Tuesday, September 18, 2007

Keats on the Petty Emperors of Poetry (& Blogs)/Midland Becomes Mesopotamia



I've been thinking about Keats, struggling with his notion of negative capability and what that might mean for an engaged poetry--a poetry with a vision of the possible, a war resistance poetry or any other poetry whose cultural work isn't simply or simplistically mimetic or interested in self-effacement. In his Letter to John Hamilton Reynolds, 3 February 1818, Keats wrote:

“We hate poetry that has a palpable design upon us—and if we do not agree, seems to put its hand in its breeches pocket. Poetry should be great & unobtrusive, a thing which enters one’s soul, and does not startle it or amaze it with itself but with its subject.—How beautiful are the retired flowers! how would they lose their beauty were they to throng into the highway crying out, ‘admire me I am a violet! dote upon me I am a primrose!" Modern poets differ from the Elizabethans in this. Each of the moderns like an Elector of Hanover governs his petty state, & knows how many straws are swept daily from the Causeways in all his dominions & has a continual itching that all the Housewives should have their coppers well scoured: the ancients were Emperors of vast Provinces, they had only heard of the remote ones and scarcely cared to visit them..."

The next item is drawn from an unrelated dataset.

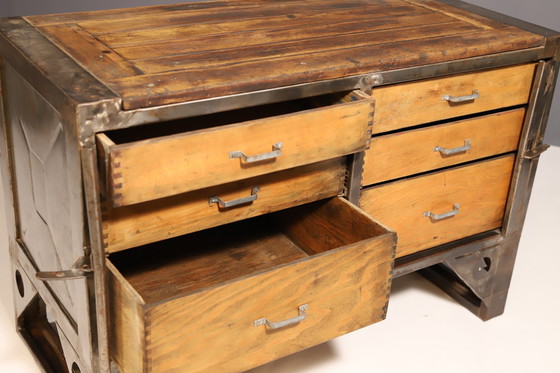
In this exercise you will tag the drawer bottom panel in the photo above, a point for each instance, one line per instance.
(314, 272)
(441, 207)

This notion of a poetry that "has a palpable design upon us" can be read as a critique of poetry as a kind of rhetoric run amok, of poetry as propaganda; it's trying to convince us of something, and if we cannot agree with the argument, then it withdraws from us somehow. Keats is interested in a poetry that insinuates, that just is, and wants to avoid being the kind of poet who is a governor of a petty state, endlessly and ridiculous concerned with the minutiae of his fiefdom. Sounds a lot like blogging--all of us in our petty fiefdoms. Of course, his answer--to be more like Emperors--doesn't feel terribly politically correct these days, and deeply incurious. I'd rather be curious about my fiefdom than dreadfully ignorant of the outposts of my empire...though even those things tend to go hand in hand. Midland becomes Mesopotamia.